At the end of Chapter 8 of Think Julia, there is an exercise (8-6) intended to help you debug a string traversal function. Below is the initial code with errors. Fix it up as described in the chapter.
Note: you should always be completing the exercises from the book, by actually writing and executing the code, either in a file or in the REPL.
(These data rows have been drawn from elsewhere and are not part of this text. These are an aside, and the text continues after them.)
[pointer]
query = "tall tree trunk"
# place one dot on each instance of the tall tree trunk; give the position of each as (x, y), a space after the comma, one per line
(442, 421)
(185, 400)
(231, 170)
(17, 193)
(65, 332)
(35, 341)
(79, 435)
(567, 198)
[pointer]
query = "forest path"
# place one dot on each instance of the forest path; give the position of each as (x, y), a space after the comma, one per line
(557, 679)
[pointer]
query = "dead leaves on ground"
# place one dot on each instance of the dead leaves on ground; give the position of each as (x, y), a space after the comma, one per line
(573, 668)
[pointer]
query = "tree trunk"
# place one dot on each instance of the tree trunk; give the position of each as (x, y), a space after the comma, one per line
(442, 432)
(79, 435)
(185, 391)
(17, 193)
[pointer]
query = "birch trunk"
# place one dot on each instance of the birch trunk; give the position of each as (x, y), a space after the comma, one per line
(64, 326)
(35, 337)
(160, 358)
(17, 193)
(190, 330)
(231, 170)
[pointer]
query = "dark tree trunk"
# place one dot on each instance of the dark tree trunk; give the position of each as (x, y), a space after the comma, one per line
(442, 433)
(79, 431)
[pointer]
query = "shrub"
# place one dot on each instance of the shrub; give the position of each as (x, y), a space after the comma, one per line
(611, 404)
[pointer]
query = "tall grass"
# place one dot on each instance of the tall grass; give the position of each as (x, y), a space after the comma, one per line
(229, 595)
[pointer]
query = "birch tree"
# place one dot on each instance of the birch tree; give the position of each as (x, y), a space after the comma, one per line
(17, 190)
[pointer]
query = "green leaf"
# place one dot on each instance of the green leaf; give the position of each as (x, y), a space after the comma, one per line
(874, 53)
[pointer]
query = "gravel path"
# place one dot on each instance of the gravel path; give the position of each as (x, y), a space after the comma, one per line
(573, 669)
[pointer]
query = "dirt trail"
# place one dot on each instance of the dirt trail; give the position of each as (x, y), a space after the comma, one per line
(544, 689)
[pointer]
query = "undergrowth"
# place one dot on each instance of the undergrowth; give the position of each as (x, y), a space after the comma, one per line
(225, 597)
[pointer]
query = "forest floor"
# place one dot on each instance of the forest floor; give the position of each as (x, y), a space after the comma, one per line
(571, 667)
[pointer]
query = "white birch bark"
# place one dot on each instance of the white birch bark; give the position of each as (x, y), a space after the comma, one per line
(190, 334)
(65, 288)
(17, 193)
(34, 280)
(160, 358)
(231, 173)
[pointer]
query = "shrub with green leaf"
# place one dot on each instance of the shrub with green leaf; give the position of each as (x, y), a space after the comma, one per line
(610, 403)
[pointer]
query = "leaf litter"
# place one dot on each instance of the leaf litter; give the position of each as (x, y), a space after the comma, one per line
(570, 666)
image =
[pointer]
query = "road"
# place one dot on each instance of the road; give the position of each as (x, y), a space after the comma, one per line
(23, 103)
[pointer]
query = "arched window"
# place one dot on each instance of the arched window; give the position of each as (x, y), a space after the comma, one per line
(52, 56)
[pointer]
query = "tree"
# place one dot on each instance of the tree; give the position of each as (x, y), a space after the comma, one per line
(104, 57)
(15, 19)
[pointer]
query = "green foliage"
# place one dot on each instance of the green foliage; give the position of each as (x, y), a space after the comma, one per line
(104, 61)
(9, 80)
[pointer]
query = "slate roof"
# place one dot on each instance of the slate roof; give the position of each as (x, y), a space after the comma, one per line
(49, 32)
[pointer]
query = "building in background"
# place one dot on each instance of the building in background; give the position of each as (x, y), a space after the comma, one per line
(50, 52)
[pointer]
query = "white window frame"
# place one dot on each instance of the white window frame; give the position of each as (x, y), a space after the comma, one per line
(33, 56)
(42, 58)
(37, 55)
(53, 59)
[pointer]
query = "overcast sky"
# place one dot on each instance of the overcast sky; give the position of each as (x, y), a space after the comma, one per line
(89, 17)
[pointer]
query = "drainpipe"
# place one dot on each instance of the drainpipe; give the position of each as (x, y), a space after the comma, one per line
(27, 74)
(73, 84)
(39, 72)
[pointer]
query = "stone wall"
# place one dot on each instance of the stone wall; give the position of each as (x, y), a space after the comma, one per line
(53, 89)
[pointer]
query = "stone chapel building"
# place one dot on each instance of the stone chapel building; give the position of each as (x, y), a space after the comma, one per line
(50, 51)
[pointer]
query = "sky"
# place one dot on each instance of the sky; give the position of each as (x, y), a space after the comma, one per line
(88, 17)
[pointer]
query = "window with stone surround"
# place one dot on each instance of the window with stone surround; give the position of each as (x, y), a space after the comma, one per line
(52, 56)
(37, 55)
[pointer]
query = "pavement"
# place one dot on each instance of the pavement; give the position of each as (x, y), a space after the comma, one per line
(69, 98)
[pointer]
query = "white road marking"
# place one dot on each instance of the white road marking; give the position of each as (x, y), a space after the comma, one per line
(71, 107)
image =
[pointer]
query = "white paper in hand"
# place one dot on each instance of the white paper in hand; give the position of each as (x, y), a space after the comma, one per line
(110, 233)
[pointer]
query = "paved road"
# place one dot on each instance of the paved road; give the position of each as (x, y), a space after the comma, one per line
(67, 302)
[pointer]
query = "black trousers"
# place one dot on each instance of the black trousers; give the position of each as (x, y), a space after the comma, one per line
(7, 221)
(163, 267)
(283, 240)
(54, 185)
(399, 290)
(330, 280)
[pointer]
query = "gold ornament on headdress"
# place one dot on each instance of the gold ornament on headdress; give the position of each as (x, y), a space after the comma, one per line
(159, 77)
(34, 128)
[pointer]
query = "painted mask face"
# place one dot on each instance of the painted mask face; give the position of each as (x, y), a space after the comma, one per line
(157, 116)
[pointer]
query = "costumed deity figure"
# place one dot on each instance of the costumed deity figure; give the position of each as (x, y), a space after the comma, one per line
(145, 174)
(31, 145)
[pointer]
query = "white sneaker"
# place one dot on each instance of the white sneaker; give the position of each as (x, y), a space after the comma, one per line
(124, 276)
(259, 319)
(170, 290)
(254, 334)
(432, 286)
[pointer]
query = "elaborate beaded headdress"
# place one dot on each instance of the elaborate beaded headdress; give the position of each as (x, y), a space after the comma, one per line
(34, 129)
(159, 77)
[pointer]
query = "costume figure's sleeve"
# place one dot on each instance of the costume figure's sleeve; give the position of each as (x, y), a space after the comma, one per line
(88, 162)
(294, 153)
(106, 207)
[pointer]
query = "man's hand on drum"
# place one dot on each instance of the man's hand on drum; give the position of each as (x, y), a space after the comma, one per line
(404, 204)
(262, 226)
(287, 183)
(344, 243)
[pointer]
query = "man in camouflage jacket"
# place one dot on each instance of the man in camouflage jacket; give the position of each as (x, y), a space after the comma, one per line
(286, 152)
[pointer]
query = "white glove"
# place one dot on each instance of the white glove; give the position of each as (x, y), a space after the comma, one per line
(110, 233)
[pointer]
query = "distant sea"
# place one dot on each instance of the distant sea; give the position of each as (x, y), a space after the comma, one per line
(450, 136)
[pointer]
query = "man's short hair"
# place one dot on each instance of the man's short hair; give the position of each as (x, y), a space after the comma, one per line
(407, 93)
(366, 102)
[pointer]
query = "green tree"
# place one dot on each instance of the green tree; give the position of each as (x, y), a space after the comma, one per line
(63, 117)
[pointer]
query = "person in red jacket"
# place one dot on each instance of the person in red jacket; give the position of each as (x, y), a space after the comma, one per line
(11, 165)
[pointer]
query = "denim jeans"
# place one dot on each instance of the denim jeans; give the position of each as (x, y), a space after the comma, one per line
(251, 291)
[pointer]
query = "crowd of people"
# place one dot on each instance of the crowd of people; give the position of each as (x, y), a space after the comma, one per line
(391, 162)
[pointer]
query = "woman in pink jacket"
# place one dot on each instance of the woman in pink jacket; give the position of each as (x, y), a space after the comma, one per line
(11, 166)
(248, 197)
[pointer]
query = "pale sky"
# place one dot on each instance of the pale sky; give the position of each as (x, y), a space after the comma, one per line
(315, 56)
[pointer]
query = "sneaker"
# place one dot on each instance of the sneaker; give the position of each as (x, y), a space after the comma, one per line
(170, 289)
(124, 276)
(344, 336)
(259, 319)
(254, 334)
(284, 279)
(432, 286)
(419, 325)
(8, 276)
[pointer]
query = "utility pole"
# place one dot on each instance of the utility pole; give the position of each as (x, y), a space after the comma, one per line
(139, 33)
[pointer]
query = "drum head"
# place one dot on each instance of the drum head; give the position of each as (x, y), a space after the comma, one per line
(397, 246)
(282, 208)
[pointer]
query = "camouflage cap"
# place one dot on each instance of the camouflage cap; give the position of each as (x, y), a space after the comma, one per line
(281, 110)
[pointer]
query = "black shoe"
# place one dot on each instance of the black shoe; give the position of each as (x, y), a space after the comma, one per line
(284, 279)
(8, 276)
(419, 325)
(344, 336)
function isreverse(word1, word2)
if length(word1) != length(word2)
return false
end
i = firstindex(word1)
j = lastindex(word2)
while j >= 0
j = prevind(word2, j)
if word1[i] != word2[j]
return false
end
i = nextind(word1, i)
end
true
end
In Assignment03, you created a function called complement()
, that took a DNA base as an argument, and returned its complement (A <-> T
or G <-> C
). This function does the same thing, using a slightly different method. Look it over and see if it makes sense. If it doesn't, try running some individual pieces in the REPL, But don't modify the code (or if you do, make sure you know how to get it back)
"""
complement(base)
Get the DNA complement of the provided base:
A <-> T
G <-> C
Accepts uppercase or lowercase `String` or `Char`,
but always returns an uppercase `Char`.
If a valid base is not provided, the function throws an error.
"""
function complement(base)
complements = Dict("A" => 'T',
"T" => 'A',
"G" => 'C',
"C" => 'G')
base = uppercase(string(base))
!(base in keys(complements)) && error("Invalid base $base")
return complements[base]
end
The "reverse complement" of a DNA sequence is valuable to know, since it represents the complementary sequence in the expected orientation (5' -> 3'). If you haven't taken molecular biology and this sounds like gibberish, you may want to read up a bit on it here
Now, write a function like isreverse()
above, but that checks whether two sequences are the reverse AND complement of one another. Note one other difference here - rather than returning false
if the sequences are different lengths, this function should error.
"""
isreversecomplement(seq1, seq2)
Boolean function that checks whether two DNA seqences
are the reverse complement of one another, irrespective of capitalization.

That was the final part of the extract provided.